The move has failed to arrest a worrying spike in the yen or boost business confidence. Japan’s economy contracted in October-December last year and analysts expect it to post only feeble growth, if any, in January-March. Inflation has also ground to a halt, keeping the BOJ under pressure to ease again in coming months.
A separate poll by private think tank Japan Center for Economic Research, among the most comprehensive surveys conducted on Japanese analysts, showed 39 of the 44 analysts surveyed projecting that the next BOJ move would be further monetary easing.
But Japan is a unique case; easy money is generating excellent growth and rising inflation pretty much everywhere else. Just kidding again. The US, after multiple QEs and a doubling of federal debt, is looking a lot like Japan:
U.S. consumers’ expectations for inflation declined in March following a rise from record lows the month before, according to Federal Reserve Bank of New York data released Monday.
The numbers, which have been highlighted recently as a potential cause for concern by top officials including Fed Chair Janet Yellen and New York Fed President William Dudley, may add to the debate over downside risks to the U.S. central bank’s 2 percent inflation target. These risks have contributed to policy makers’ cautious approach to tightening monetary policy this year following a decision in December to raise interest rates for the first time in almost a decade.
The median respondent to the New York Fed’s March Survey of Consumer Expectations expected inflation to be 2.5 percent three years from now, down from 2.6 percent in the February survey. In January, expected inflation three years ahead was 2.45 percent, marking the lowest level in data going back to June 2013.
The New York Fed divides survey respondents into two groups based on a short aptitude test: high-numeracy and low-numeracy.
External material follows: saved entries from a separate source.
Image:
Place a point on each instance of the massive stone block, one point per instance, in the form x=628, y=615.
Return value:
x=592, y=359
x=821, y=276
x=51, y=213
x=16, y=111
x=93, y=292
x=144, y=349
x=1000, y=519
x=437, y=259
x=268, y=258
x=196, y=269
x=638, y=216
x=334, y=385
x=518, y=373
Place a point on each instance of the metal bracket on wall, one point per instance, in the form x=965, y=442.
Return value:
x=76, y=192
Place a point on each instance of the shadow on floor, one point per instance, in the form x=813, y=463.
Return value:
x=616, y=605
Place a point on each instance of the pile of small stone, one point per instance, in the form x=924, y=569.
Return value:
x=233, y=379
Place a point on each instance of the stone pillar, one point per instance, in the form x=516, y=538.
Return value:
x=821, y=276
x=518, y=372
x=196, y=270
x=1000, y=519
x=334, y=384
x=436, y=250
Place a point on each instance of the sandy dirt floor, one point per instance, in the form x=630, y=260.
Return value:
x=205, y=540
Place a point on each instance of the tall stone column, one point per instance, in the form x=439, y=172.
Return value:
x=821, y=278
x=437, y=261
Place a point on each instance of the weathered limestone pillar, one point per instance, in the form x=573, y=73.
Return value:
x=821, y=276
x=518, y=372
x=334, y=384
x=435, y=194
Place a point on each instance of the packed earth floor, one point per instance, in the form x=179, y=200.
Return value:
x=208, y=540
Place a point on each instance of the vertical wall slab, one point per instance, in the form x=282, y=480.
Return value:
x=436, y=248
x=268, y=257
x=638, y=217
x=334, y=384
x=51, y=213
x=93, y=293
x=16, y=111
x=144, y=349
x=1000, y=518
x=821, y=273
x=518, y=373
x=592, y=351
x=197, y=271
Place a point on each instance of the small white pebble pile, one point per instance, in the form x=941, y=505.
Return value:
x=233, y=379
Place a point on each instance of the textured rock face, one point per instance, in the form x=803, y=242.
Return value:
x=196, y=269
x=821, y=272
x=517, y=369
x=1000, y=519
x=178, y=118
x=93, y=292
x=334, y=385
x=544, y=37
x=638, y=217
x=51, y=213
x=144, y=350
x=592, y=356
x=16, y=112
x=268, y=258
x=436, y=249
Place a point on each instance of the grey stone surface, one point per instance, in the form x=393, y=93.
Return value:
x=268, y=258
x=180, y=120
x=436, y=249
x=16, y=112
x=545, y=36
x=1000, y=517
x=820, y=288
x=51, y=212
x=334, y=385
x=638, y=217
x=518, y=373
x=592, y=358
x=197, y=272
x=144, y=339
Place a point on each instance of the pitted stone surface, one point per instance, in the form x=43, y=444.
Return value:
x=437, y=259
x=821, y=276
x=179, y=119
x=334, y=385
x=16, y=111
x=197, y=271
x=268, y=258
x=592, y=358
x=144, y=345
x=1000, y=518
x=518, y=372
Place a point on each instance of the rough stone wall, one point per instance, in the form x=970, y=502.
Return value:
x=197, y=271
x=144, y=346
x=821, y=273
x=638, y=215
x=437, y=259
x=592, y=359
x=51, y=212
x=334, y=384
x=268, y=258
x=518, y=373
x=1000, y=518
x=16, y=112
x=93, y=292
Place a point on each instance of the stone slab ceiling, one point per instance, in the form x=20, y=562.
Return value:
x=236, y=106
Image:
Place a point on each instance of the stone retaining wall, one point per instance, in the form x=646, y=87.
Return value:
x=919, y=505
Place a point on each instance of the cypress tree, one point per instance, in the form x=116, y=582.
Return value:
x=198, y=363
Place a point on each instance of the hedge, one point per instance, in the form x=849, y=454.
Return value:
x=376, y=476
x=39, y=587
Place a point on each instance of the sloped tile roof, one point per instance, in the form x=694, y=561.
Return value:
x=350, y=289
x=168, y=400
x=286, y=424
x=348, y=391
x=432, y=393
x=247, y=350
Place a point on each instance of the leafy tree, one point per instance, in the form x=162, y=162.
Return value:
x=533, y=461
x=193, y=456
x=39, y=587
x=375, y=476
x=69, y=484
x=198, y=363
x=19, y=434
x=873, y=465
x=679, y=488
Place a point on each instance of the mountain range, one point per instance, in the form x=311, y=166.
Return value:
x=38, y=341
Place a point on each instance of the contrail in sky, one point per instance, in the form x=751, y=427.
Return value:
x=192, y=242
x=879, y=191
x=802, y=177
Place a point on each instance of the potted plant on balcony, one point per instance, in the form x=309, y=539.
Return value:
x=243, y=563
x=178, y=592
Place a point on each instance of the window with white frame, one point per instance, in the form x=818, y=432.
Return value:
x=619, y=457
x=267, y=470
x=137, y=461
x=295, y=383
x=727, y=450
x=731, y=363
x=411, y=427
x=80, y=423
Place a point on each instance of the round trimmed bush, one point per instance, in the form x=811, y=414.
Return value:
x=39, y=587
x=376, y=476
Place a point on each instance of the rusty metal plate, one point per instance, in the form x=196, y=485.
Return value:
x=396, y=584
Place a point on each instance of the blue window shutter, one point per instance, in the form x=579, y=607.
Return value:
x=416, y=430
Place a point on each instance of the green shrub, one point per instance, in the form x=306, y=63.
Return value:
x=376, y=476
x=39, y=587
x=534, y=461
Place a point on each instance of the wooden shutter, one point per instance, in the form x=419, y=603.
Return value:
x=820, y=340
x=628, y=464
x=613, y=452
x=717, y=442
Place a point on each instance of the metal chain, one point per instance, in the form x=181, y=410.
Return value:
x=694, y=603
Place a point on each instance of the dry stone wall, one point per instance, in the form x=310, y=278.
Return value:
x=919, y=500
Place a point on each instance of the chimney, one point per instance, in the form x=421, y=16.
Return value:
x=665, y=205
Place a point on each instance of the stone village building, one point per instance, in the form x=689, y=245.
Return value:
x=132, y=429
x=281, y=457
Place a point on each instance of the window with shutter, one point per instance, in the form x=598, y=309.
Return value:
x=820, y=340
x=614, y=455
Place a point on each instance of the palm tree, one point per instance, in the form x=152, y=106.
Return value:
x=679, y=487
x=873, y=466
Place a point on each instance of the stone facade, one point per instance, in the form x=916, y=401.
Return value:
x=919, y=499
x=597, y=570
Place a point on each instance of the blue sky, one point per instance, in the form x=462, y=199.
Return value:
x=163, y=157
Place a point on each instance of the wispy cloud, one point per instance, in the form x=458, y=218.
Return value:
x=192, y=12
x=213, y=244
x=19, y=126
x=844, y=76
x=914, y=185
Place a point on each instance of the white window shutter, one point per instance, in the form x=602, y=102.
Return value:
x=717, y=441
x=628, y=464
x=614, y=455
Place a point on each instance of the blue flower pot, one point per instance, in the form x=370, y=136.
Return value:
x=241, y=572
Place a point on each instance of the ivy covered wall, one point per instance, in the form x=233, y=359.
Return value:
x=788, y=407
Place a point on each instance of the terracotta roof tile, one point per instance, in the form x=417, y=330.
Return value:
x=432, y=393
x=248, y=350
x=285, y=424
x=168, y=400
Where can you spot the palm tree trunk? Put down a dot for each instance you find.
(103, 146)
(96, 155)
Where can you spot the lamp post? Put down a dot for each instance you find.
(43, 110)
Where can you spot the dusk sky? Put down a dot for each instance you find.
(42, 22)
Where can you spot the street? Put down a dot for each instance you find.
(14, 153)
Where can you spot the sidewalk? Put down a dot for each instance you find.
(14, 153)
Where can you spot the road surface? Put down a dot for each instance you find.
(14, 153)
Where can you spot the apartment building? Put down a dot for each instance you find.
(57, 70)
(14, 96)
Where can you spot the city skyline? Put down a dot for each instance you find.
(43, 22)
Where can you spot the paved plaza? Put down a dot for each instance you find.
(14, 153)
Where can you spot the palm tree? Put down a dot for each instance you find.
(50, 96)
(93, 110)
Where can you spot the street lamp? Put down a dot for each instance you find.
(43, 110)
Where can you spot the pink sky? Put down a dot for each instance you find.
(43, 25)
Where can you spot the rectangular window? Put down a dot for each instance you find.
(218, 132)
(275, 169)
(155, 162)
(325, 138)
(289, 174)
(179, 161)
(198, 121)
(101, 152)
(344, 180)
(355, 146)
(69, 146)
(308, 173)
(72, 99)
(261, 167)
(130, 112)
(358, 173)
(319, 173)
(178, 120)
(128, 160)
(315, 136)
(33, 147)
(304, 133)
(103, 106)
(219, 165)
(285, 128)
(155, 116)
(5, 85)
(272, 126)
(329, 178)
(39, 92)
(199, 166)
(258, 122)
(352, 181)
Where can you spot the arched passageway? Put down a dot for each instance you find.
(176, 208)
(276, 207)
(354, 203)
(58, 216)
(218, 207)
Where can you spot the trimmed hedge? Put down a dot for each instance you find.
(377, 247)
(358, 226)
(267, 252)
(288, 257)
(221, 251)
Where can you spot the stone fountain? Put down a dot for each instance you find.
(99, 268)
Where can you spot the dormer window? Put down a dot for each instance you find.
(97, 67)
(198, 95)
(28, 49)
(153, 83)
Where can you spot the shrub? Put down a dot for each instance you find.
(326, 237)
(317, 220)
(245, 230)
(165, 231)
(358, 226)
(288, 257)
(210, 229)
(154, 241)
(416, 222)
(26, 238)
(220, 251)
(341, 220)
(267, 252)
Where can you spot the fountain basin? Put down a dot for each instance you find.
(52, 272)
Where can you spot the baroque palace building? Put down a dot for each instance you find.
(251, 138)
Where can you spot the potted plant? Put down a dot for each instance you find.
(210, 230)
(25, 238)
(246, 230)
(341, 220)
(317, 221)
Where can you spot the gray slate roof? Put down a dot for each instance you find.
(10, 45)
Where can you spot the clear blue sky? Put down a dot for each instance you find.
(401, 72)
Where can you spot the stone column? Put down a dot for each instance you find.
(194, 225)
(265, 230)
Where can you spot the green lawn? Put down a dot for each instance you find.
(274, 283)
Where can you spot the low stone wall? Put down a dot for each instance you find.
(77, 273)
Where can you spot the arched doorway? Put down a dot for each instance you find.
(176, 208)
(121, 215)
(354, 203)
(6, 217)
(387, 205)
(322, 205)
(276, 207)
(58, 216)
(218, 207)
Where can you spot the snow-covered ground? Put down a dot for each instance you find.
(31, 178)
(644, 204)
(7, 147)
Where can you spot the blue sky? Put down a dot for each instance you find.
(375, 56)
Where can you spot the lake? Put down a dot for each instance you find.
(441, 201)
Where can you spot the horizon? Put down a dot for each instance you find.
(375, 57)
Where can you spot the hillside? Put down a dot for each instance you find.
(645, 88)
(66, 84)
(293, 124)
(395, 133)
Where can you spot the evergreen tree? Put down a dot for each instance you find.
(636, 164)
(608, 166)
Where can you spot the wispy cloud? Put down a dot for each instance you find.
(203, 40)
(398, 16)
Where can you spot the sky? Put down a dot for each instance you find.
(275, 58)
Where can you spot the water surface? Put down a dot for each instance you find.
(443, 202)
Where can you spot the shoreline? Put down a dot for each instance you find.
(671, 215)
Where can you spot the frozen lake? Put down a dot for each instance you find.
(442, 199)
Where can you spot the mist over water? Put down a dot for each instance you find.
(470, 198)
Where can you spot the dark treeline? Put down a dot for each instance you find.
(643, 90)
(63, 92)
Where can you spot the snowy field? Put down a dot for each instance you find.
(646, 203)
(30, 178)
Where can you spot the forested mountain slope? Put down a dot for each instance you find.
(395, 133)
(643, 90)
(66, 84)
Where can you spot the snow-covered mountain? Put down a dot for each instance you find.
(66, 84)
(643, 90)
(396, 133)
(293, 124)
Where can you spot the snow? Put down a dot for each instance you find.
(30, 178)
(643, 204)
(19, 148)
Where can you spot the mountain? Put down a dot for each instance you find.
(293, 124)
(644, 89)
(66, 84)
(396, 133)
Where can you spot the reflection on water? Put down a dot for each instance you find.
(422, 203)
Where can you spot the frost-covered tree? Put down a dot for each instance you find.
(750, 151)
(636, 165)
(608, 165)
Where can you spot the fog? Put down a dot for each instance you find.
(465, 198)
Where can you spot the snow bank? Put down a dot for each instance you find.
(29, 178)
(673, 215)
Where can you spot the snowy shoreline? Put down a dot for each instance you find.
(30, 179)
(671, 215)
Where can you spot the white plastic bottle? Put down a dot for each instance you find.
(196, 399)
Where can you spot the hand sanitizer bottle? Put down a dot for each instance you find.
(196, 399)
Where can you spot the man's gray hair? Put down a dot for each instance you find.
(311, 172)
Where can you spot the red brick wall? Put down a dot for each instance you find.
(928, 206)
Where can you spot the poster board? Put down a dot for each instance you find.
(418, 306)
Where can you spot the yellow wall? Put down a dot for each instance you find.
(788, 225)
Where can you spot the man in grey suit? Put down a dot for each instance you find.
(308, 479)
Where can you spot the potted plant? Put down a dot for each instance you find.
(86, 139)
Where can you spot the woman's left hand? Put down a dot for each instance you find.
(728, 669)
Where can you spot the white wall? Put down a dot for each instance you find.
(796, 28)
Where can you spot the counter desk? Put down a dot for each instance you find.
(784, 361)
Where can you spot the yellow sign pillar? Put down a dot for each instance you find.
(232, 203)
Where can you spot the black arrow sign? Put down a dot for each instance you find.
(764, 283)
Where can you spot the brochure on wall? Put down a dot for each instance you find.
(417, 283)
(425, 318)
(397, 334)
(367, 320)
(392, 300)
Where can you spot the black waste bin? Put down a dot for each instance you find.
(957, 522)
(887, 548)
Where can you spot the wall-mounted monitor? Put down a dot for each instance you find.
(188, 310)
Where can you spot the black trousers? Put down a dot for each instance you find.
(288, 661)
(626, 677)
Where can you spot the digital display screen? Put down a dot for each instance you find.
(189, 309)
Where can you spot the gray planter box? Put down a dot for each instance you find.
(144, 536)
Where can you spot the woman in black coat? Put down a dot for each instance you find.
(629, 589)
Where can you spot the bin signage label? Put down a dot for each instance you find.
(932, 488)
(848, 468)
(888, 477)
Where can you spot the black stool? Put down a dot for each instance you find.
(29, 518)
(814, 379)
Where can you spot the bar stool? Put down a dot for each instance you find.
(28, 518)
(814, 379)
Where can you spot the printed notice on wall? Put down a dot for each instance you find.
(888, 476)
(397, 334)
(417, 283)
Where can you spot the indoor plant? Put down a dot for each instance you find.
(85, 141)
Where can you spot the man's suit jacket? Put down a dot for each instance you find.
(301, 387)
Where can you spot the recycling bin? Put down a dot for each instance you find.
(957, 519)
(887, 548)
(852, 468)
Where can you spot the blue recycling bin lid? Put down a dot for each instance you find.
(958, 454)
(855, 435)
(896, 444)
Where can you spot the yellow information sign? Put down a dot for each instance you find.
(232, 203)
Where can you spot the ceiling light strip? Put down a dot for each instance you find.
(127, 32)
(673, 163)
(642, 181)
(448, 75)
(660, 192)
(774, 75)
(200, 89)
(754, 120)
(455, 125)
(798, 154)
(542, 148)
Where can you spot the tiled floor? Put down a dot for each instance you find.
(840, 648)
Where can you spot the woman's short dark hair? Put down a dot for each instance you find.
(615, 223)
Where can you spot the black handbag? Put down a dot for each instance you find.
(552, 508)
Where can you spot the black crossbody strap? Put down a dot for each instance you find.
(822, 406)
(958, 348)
Expected inflation among high-numeracy respondents, which tends to be more stable than that for low-numeracy respondents, declined to a record low in March.
The drop came despite a rise in expected gasoline prices. The median survey respondent in March expected the cost of gas to be 7.3 percent higher a year.
This is odd, since oil prices have stabilized and a consensus seems to be forming around the idea that inflation is about to pick up. Some talking heads are even wondering how the Fed will respond to the above-target inflation that’s coming. See Just how much of an overshoot on inflation will the Fed tolerate?
So what’s with all the pessimistic consumers?
Well, a data series from PriceStats (related to MIT’s Billion Prices project, I think) that measures a wide variety of prices in real time has the answer: Prices are actually falling faster than the official CPI number indicates, and have not picked up as oil has stabilized. In fact, the US has been in deflation for the past five months.
So it’s no surprise that people who are actually buying the stuff that’s falling in price would register this fact and answer surveys with deflationary sentiments. It’s also no surprise that central banks, which presumably see the same data, would be looking for ways to ease even further (Japan and Europe) or walk back their previous threats to tighten (the US Fed) — apparently in the hope that increasing the dose will cure the credit addiction.
[Disclaimer by Bob Shapiro – CPI numbers noted above don’t seem to square with reality. The official CPI dipped below zero very briefly a year ago, whereas the chart above implies they hovered around – both above and below – zero since 2008. And, calculated as they were in 1980, the CPI hasn’t been below 5% for the last 30 years!]